Perhaps a little premature, but I wanted to post this so I didn't miss the holiday altogether this year. I'm speaking of Easter, which will be upon us in another week or so.
Easter was a little different when I was a child. Naturally, we had colored egg like the kids have today. Ours were a little different. My mother would boil them, as your mother probably did, and my sisters and I would get to color them. We didn't buy the Paas coloring packages that they have now. Our mother used food coloring and mixed us up some little cups of color that we could roll the eggs around in. It was fun, and they always came out so beautifully colored.

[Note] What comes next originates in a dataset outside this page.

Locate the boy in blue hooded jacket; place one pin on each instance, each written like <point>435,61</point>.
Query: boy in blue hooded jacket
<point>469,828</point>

I remember one year we bought a couple of colored chicks. I can't remember what happened to them, but they disappeared at some point, never to be seen again.
Chocolate was a big deal in the Easter Sunday's of the 1950s. Sometimes you scored one of those hollow chocolate bunnies. And every once in a while, if you were truly lucky, you'd get one that was solid chocolate. That was the best. And jelly beans were a big deal back then, too. I especially enjoyed the Cadbury creme-filled eggs, which they still have today.
If I remember correctly, Silly Putty was an Easter item, since it was packaged in an egg-shaped plastic container. And a New Testament of the King James Bible was also something we would get occasionally. Naturally, we would get all gussied up in our best outfits and head off to the church for Sunday School services.
My mother would usually prepare fried chicken for lunch afterwards. No KFC back then. It was home made and started out as a whole chicken, which she chopped up into the right parts and fried in a big cast iron skillet. Of course there was mashed potatoes and gravy. And cold milk. And real butter.
I'm getting hungry now, so I'm going to stop right there and see what's in the fridge.